14 Ülkeyi on iki oymak arasında eşit olarak paylaşacaksınız. Ülkeyi atalarınıza vereceğime ant içtim. Bu ülke size mülk olarak verilecek.
And ye shall inherit it, one as well as another, concerning which I lifted up My hand to give it unto your fathers; and this land shall fall unto you for inheritance.
15 “Ülkenin sınırı şöyle olacak: Kuzeyde Akdeniz'den, Hetlon yoluyla Levo-Hamat'a, Sedat'a,
And this shall be the border of the land: on the north side, from the Great Sea, by the way of Hethlon, unto the entrance of Zedad;
16 Berota'ya ve Şam'la Hama'nın toprakları arasında bulunan Sivrayim'e, Havran sınırında Haser-Hattikon'a kadar uzanacak.
Hamath, Berothah, Sibraim, which is between the border of Damascus and the border of Hamath; Hazer-hatticon, which is by the border of Hauran.
17 Sınır denizden Hasar-Enan'a, Şam'ın kuzey sınırı boyunca uzanacak, Hama sınırı kuzeyde olacak. Kuzey sınırı bu olacak.
And the border from the sea shall be Hazar-enon at the border of Damascus, and on the north northward is the border of Hamath. This is the north side.
18 “Doğuda sınır Havran'la Şam arasında Gilat'ı İsrail'den ayıran Şeria Irmağı boyunca Lut Gölü'ne ve Tamar'a dek uzanacak. Doğu sınırı bu olacak.
And the east side, between Hauran and Damascus and Gilead, and the land of Israel, by the Jordan, from the border unto the east sea shall ye measure. This is the east side.
19 “Güneyde sınır Tamar'dan Meriva-Kadeş sularına, Mısır Vadisi boyunca Akdeniz'e dek uzanacak. Güney sınırı bu olacak.
And the south side southward shall be from Tamar as far as the waters of Meriboth-kadesh, to the Brook, unto the Great Sea. This is the south side southward.
20 “Batıda Levo-Hamat'ın karşısındaki noktaya dek Akdeniz sınır oluşturacak. Batı sınırı bu olacak.
And the west side shall be the Great Sea, from the border as far as over against the entrance of Hamath. This is the west side.
21 “Bu ülkeyi İsrail oymaklarına göre aranızda paylaşacaksınız.
So shall ye divide this land unto you according to the tribes of Israel.

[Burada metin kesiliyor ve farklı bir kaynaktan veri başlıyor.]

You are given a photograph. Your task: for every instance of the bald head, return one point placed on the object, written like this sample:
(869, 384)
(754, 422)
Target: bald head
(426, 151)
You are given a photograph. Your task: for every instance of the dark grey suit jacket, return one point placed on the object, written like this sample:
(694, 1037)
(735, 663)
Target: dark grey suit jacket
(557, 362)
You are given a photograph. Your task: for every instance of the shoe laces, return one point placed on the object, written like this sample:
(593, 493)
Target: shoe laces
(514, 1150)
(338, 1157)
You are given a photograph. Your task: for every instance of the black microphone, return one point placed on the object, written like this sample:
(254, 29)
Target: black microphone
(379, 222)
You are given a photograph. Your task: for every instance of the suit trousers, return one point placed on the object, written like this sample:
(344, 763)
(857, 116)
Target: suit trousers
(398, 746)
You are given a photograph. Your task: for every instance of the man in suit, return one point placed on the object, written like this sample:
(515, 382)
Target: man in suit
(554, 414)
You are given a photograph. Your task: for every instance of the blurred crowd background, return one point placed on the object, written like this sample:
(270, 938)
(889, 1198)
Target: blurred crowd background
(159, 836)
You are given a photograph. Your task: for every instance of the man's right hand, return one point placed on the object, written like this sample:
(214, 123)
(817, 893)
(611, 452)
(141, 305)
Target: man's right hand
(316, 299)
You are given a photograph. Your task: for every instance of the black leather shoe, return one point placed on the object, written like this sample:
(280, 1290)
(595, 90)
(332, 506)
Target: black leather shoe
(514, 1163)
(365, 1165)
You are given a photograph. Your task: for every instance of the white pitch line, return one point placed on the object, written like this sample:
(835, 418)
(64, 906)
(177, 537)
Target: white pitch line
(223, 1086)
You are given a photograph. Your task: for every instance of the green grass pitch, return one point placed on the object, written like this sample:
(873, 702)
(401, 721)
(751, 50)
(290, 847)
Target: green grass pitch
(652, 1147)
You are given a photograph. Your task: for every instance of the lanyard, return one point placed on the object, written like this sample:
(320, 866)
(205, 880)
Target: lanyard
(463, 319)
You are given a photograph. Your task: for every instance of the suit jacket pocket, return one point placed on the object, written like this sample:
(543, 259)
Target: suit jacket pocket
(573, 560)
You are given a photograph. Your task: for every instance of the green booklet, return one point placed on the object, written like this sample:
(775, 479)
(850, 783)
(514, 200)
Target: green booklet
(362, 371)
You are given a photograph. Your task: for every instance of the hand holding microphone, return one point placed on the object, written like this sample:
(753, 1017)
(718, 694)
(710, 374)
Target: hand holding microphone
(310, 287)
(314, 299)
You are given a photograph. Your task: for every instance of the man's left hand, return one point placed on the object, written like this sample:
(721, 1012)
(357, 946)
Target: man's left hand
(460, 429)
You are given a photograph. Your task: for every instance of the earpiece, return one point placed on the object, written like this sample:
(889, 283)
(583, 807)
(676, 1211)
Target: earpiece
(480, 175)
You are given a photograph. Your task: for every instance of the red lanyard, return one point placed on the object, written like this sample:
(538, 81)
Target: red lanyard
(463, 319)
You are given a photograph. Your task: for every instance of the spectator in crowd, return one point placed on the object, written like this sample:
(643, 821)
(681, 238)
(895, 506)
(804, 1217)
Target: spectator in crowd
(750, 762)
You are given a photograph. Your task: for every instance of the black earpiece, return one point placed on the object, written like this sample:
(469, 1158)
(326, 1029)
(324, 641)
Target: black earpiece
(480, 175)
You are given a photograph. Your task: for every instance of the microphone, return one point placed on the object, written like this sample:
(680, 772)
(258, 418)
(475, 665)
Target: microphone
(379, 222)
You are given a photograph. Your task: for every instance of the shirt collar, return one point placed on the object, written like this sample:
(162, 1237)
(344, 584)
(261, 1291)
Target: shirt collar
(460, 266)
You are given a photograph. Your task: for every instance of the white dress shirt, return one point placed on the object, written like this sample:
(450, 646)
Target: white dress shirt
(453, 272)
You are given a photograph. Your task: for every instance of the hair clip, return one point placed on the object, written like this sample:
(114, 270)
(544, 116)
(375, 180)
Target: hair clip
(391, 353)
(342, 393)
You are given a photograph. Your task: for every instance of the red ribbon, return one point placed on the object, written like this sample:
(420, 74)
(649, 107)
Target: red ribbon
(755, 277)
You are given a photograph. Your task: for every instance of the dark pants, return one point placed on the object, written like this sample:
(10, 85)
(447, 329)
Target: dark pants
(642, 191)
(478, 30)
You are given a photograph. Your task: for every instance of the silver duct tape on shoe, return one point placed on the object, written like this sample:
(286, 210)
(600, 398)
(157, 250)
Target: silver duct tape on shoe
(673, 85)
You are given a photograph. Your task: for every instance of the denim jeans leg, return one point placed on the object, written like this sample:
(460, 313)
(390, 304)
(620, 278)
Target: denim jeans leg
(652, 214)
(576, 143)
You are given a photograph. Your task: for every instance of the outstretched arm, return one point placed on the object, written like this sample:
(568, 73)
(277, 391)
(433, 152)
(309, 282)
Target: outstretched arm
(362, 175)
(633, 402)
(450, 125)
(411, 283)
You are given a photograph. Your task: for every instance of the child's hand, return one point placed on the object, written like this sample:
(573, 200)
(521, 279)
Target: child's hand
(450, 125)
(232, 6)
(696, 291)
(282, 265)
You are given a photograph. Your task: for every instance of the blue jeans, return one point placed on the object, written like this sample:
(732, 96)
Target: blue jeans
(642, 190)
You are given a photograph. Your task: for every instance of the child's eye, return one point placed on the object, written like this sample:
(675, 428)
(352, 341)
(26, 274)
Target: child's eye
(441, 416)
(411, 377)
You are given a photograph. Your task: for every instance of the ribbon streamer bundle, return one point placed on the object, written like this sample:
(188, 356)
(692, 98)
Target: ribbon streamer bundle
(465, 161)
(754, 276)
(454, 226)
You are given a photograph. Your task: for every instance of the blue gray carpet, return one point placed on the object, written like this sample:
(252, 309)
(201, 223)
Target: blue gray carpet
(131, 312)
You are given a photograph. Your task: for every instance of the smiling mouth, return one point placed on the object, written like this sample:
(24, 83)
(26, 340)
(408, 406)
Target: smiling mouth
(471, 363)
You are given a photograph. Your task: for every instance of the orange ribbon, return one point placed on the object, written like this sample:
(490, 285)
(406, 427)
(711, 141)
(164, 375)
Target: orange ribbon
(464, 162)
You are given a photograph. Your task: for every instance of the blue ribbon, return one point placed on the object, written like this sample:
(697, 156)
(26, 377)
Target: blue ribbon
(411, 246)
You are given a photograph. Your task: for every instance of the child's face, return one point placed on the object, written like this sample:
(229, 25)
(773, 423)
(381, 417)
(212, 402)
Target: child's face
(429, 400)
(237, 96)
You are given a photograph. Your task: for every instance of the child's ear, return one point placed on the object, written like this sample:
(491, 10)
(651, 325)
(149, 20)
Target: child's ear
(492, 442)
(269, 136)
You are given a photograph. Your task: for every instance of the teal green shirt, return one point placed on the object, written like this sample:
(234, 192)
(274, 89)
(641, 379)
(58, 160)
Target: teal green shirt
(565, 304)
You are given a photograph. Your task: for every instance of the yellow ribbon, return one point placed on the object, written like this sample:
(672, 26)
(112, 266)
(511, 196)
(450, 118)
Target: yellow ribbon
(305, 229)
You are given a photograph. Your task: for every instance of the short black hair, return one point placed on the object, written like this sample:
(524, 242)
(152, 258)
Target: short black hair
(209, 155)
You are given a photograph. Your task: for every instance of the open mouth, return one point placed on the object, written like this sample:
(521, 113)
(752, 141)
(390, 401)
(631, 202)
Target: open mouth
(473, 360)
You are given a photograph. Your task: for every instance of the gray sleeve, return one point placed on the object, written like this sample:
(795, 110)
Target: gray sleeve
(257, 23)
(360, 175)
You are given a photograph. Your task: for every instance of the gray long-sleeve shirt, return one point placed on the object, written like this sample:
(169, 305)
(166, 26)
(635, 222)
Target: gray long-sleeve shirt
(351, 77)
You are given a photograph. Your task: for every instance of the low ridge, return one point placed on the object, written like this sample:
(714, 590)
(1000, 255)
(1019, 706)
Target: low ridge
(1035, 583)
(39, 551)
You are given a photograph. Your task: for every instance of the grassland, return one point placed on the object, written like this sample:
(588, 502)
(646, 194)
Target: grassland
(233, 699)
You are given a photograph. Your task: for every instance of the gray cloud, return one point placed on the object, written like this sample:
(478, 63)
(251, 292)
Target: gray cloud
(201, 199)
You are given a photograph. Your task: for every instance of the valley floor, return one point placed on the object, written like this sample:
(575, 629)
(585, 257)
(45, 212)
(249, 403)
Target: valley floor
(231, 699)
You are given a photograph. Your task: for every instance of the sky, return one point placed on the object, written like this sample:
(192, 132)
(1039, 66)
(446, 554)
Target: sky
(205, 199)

22 Ülkeyi içinizde yaşayan ve içinizdeyken çocukları olan yabancılarla kendiniz arasında mülk olarak bölüşeceksiniz. Onları İsrail'de doğan yerliler sayacaksınız. Onların da İsrail oymakları arasında sizin gibi mülkleri olacak.
And it shall come to pass, that ye shall divide it by lot for an inheritance unto you and to the strangers that sojourn among you, who shall beget children among you; and they shall be unto you as the home-born among the children of Israel; they shall have inheritance with you among the tribes of Israel.
23 Yabancı hangi oymağa yerleşmişse, orada ona düşen payı mülk olarak vereceksiniz.” Egemen RAB böyle diyor.
And it shall come to pass, that in what tribe the stranger sojourneth, there shall ye give him his inheritance, saith the Lord GOD.